The kind that smells of wet canvas and laughter, that slicks the grass into emerald mirrors, and that makes you clutch your skirts and remember that you’re alive, gloriously, inconveniently alive.


Yesterday, I stood beneath that sort of rain outside the Livingston Parish Library, watching puddles bloom between the book tents and wondering whether Lady Fairfax, my first character of the day, would approve of such weather. She would, I think. She’s a woman who enjoys a bit of drama, who believes every thunderclap is simply applause from the heavens.


It was the tenth anniversary of the Livingston Parish Book Festival, and Boomerang Comedy Theater had kindly invited me to help bring a little Renaissance mischief to the celebration. The plan had been grand, a full day of quests, escape rooms, and courtly games, but the rain had its own script to follow. So we adapted, as traveling storytellers always do.


Children darted beneath umbrellas and canopies, wide-eyed and laughing, more enchanted by the swordplay of raindrops than any stage could promise. A few brave souls joined us, curious enough to see what a lady of the court and a wandering minstrel might be doing among the paperback kingdoms.

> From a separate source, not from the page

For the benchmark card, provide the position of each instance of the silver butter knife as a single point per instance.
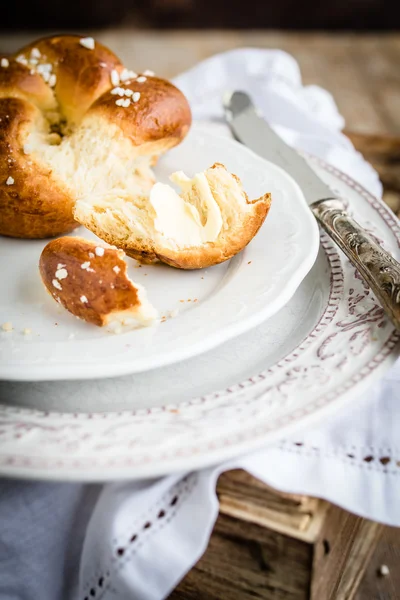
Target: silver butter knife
(379, 270)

By afternoon, Lady Fairfax had handed her jeweled fan to Rosy Nightingale, a bright-voiced troubadour who sings when the weather turns dreary. (They are, after all, two halves of the same heart.) Together we spun tales, improvised riddles, and tried to conjure a bit of wonder from the damp air.


The Rain Writes Its Own Stories


It wasn’t the day I’d imagined, but it was the day the story required. There’s a strange alchemy in that, the way rain reshapes a performance, softening edges, blurring time. A good storyteller learns to bend with it, to follow the thread even when the loom changes shape.


I’ve learned that lesson before. It had been nearly a decade since I last laced up my Renaissance garb, since 2014 and 2015, when I served on cast at the Louisiana Renaissance Faire. I remember the smell of hay and woodsmoke, the clatter of armor, the peculiar magic of becoming someone else entirely. Back then, I played women who existed halfway between myth and memory, much like I do now, though the corsets have given way to microphones and moonlit scripts.


Putting on those layers again, the velvet, the ribbons, the stories stitched into the seams, felt like stepping through a door I’d forgotten was still open.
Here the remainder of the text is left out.